Context of the Evaluation
Chile requires formally employed workers to contribute approximately 10 percent of their taxable income to a pension account. However, contribution rates remain low; people may not be formally employed, may avoid contributing, may stop contributing whenever unemployed, or may fail to contribute enough to retire comfortably. Low-income individuals, who comprise 65 percent of all pension account holders, can be most affected by low contributions. Lack of financial knowledge and low levels of understanding about the pension plan may also contribute to sub-optimal outcomes. A 2009 survey indicated that most members of the Chilean national pension system did not know how their pension would be calculated, and many who claimed to know were unable to answer questions about the topic when asked.
Details of the Intervention
Researchers partnered with the Superintendencia de Pensiones (SdP) in Chile to evaluate the impact of providing personalized retirement savings information on pension contributions of low-income, working-age individuals.
The SdP installed self-service kiosks in eight government offices in the metropolitan region of Santiago. At the kiosks, individuals were prompted to identify themselves with their fingerprint and national ID number (RUT). Based on their RUT, each individual was randomly assigned into one of two groups: A comparison group that received publicly available, generic information on how to improve their retirement savings, and a treatment group that received a personalized online simulation session showing how changing their current contribution levels would affect their expected retirement savings balance. The two information types were designed to make sure that the intervention isolated the impact of personalized information and did not simply “nudge” savings behavior by increasing the salience of retirement savings.

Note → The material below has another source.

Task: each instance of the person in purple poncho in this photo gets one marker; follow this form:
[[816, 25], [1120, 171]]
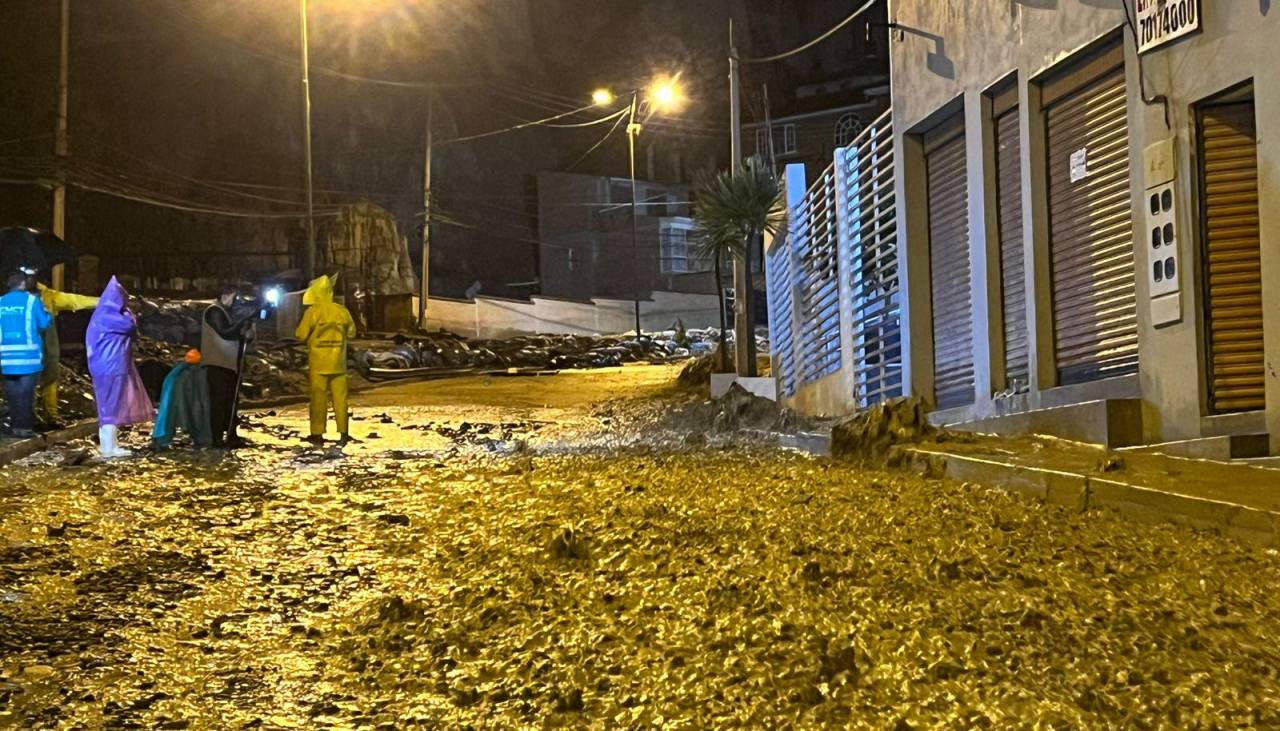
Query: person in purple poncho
[[122, 398]]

The personalized simulation used a combination of users’ personal financial information (pulled from the government database using their RUT) and information users directly entered, such as their desired retirement age and estimated years of contribution towards their retirement fund. Based on this information, the simulator showed users a projection of their post-retirement finances, and users could then change parameters to see how their eventual pension payout would be affected.
Users from both groups were surveyed at the kiosk on topics including financial knowledge and retirement fund contribution levels. In addition, government-provided administrative data allowed researchers to measure impacts on labor force participation and savings behavior up to one year later.
Results and Policy Lessons
Preliminary results indicate that the personalized information increased the average amount of voluntary contributions by 12 percent during the one year following the intervention, but did not significantly impact the average number of mandatory contributions, the probability of enrolling in the pension fund system, or active management decisions of pensions by those who were enrolled. Researchers found no evidence that the increase in voluntary contributions came at the expense of savings outside the pension plan. However, the impacts on the amounts of voluntary contributions appear to dissipate over time - they were significant only for the first eight months following the intervention, and were insufficient to significantly alter future pensions.
The impacts varied across different groups. For example, women increased voluntary savings more than men. Also, users who had previously overestimated their pension payout (i.e. those who were told by the simulator that their payout would be less than they had expected) increased their voluntary contributions while those who underestimated their payouts decreased their mandatory contributions. This variation suggests that the personalized information provided in this study did not act as a simple nudge to change savings behavior, but rather, influenced decisions through an information channel that increased understanding of the pension plan and the financial implications of voluntary contributions, labor market participation, and retirement age.